Graffiti révolutionnaire qui orne le mur du bureau du Premier ministre à Tunis, le 22 janvier 2011. Finbarr O’Reilly/Reuters

DES LIBERTAIRES EN TUNISIE

Comment as-tu découvert l’anarchisme ? Quel est l’état du milieu libertaire ? Quelles sont vos activités en ce moment ?

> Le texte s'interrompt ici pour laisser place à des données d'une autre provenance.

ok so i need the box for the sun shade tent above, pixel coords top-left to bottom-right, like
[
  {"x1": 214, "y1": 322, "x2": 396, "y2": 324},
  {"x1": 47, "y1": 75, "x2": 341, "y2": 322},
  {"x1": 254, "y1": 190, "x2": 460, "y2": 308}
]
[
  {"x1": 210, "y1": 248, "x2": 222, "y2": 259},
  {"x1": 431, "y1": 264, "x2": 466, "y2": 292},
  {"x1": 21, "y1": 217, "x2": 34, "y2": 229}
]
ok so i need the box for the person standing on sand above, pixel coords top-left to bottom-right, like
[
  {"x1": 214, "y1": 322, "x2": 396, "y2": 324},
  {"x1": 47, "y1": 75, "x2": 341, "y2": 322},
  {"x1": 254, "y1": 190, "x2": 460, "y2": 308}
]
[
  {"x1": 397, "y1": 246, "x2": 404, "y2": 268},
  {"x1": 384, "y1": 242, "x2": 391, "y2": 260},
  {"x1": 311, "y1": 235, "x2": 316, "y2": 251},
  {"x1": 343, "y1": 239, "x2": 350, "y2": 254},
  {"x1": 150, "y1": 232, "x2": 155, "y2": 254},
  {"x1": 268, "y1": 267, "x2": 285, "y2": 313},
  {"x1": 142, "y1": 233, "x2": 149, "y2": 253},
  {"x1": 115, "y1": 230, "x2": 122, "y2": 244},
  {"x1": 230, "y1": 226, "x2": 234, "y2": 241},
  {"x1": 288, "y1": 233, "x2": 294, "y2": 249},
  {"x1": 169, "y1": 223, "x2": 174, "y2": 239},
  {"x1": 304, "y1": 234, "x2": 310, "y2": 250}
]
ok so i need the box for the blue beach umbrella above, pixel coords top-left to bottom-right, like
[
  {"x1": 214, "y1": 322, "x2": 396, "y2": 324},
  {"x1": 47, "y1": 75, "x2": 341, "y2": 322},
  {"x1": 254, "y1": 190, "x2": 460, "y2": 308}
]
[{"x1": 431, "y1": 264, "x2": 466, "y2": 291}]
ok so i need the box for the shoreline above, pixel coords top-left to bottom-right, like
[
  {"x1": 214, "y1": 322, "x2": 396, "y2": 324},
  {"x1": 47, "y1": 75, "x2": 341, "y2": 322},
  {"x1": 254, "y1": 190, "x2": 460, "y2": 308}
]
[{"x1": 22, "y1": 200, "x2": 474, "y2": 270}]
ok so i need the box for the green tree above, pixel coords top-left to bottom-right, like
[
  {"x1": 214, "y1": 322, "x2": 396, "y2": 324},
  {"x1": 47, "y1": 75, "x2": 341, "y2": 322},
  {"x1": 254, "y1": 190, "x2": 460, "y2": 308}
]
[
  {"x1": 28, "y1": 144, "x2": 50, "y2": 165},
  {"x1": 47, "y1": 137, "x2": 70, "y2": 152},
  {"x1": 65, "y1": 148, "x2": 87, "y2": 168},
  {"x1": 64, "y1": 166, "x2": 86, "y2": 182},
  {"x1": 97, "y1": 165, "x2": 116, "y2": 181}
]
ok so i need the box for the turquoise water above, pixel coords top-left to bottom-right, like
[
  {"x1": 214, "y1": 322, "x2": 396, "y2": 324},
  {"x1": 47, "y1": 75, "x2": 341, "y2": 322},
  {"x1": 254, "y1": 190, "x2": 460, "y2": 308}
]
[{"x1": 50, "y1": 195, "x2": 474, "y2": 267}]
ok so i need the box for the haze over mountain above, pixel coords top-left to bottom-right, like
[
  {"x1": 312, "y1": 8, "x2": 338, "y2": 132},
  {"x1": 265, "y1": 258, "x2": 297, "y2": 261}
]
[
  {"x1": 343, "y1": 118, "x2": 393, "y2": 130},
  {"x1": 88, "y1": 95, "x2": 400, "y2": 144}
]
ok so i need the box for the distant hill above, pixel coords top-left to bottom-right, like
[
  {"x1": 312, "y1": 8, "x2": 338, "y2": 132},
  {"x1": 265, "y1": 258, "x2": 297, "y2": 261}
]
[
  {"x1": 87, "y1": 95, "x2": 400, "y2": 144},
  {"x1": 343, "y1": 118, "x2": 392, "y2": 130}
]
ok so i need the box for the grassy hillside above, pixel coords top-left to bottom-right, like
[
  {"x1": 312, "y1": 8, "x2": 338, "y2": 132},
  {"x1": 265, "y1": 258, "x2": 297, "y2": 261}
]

En 2012, on a découvert la politique avec des copains. Puis à la suite d’un accrochage dans un bus avec des salafistes, on s’est posé des questions, puis on a approché le groupe de « désobéissance » à Tunis. Puis avec trois copains, on a exprimé ce qu’on pensait être juste et d’autres personnes se sont jointes à nous. On a toujours fait ça pour nous-mêmes. On a développé notre activité, puis on a eu divers conflits avec des syndicats notamment ceux universitaires. Ces conflits ont laissé un froid.
Aujourd’hui, j’étudie en France et j’envoie des vidéos de la révolte des Gilets Jaunes à des compagnons restés en Tunisie. Le côté artistique dans les manifs (les chars, les banderoles, les dessins, la musique, etc.) les impressionne car on ne le retrouve pas chez nous.
Le mouvement anarchiste tunisien est atomisé à travers tout le pays, il n’y a ni locaux, ni blogs, ni présence sur les réseaux sociaux. Certains compagnons ont pu se rencontrer lors d’un forum de gauche en 2011, où le contenu n’était pas intéressant. Puis il y a eu un forum anarchiste international à Tunis en 2013 qui a permis de créer des contacts. Notre mouvement est entravé par nos nombreux adversaires, et les médias nourrissent la peur à notre égard. On est diabolisé, on dit de nous [les anarchistes] qu’il ne faut pas nous écouter, qu’on ne croit pas en
Dieu et qu’on n’a pas de morale. On a accès surtout à des textes qu’on trouve sur internet et on s’organise en réseau avec les autres pays de langue arabe, ce qui nous permet de garder le moral.
Pour le moment notre activité se concentre sur de l’agitation culturelle avec des projections sauvages, des théâtres populaires et des diffusions de textes traduits. C’est important pour nous, car en Tunisie l’accès à la culture est contrôlé. En 2015, une occupation a commencé suite à l’initiative d’un groupe d’étudiants anarchistes, elle a duré trois mois. Leur idée était d’agrandir la base de protestation et ça a plutôt bien marché : les femmes et des personnes âgées se sont jointes à leur mouvement. Malheureusement, les flics sont venus créer la division entre les gens et ont enfermé progressivement tout le monde. L’important est de se réunir, comme ici, de multiplier les contacts, les échanges et les choses finiront par se faire.